La respuesta llegó cuatro años más tarde. La colonia había mermado, pasando de dos mil habitantes a menos de cuatrocientos. Murieron por falta de agua, comida o esperanza. También fallecieron peris. Las costumbres funerarias fueron las primeras en olvidarse, tanto las ceremonias crematorias iniciadas bajo la tutela de los terrestres como los antiguos rituales de la época nómada. Dejaron de sembrar todo tipo de semillas, las de la estación lluviosa como las de la estación de sequía. Habitaban sus pueblos hasta que las casas se pudrían a su alrededor y se trasladaban a otras sólo un poco menos deterioradas. Olvidaron los ritos del matrimonio, el bautismo, las estaciones y la vida. Pero seguían riendo, sentados bajo los crueles rayos del sol mientras se morían de hambre. Reían y bailaban torpemente en una terrible parodia de sus danzas. Veían con excelente humor como ellos y los terrestres morían, cloqueaban, se tambaleaban y extraían piojos peris de sus deslustrados y malsanos pelajes.
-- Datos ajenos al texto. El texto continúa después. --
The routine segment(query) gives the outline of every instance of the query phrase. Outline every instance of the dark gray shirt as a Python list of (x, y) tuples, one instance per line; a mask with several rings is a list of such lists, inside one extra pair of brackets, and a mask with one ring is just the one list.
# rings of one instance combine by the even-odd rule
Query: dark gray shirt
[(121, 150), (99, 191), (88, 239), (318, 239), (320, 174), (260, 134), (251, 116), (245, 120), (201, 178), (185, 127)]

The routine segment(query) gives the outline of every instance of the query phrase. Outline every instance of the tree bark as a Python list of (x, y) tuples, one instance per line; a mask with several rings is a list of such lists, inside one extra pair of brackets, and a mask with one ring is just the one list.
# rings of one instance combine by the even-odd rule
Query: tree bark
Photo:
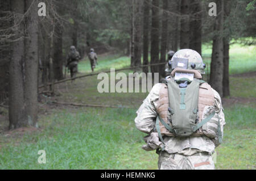
[(53, 38), (53, 61), (54, 78), (57, 80), (63, 79), (63, 57), (62, 53), (62, 27), (60, 22), (56, 23)]
[(180, 49), (188, 48), (189, 47), (189, 10), (188, 0), (181, 0), (180, 12), (183, 16), (180, 25)]
[(25, 82), (24, 98), (26, 125), (37, 126), (38, 71), (38, 0), (25, 1), (26, 38), (25, 40)]
[[(147, 0), (144, 0), (143, 6), (143, 65), (148, 64), (148, 31), (150, 18), (150, 7)], [(147, 74), (148, 67), (143, 67), (143, 71)]]
[[(152, 1), (152, 25), (151, 33), (150, 64), (156, 64), (159, 61), (159, 1)], [(159, 72), (158, 66), (151, 66), (152, 75)]]
[(224, 57), (223, 57), (223, 96), (229, 96), (229, 40), (224, 39)]
[(222, 97), (224, 1), (217, 0), (216, 2), (217, 16), (214, 28), (215, 35), (212, 46), (210, 84)]
[(189, 2), (191, 12), (189, 48), (201, 54), (201, 3), (199, 0), (191, 0)]
[[(15, 39), (24, 36), (23, 23), (18, 23), (24, 14), (23, 0), (12, 0), (11, 11), (17, 16), (14, 20)], [(9, 129), (22, 127), (24, 122), (24, 98), (23, 67), (24, 62), (24, 39), (15, 41), (11, 44), (12, 57), (9, 69)], [(37, 98), (36, 98), (37, 99)]]
[[(160, 62), (166, 62), (166, 49), (167, 48), (168, 37), (168, 0), (163, 0), (163, 15), (162, 18), (162, 35), (161, 35), (161, 52)], [(159, 65), (159, 73), (162, 77), (164, 77), (165, 65)], [(160, 77), (159, 76), (159, 79)]]
[(134, 0), (133, 0), (131, 3), (131, 30), (130, 30), (130, 56), (131, 56), (131, 67), (134, 66)]
[[(224, 2), (224, 20), (226, 20), (230, 13), (230, 1)], [(224, 30), (225, 31), (225, 30)], [(229, 90), (229, 33), (226, 32), (225, 37), (223, 39), (224, 58), (223, 58), (223, 96), (230, 96)]]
—Lo hicimos mejor que los peris —dijo Markowitz en su sueño, y se despertó preguntándose de dónde habían salido esas palabras.
Los peris lo habían perdido todo: alimentos, agua, cultura y, finalmente, hasta su deseo de ayudar al prójimo, el sentirse compañeros de la misma creación. Robaban agua y comida a los moribundos. Se gastaban entre sí bromas de fatales consecuencias. Se reunían en las afueras del pueblo terrestre y reían tontamente mientras observaban a sus antiguos benefactores pugnando por sobrevivir, racionando con todo cuidado agua y comida, ayudando a los enfermos y musitando palabras de ánimo en la densa luz solar o en la gélida noche. Markowitz recordó a su madre yendo de casa en casa, cuidando a los enfermos y los viejos, llevándoles sus raciones de alimentos y agua, hablándoles de las naves de rescate que se aproximaban, lo que no era cierto, y que llegarían en cualquier momento. Discutía, mimaba y animaba a la gente a vivir. Cuando ella murió, la mayor parte de ellos la acompañaron a la tumba.
La madre de Markowitz murió mientras buscaba bayas y raíces. Cayó, rompiéndose una pierna, y no pudo arrastrarse para salir del barranco en que se encontraba. A los peri les pareció una muerte muy divertida. Cuando Markowitz la encontró, ya era demasiado tarde.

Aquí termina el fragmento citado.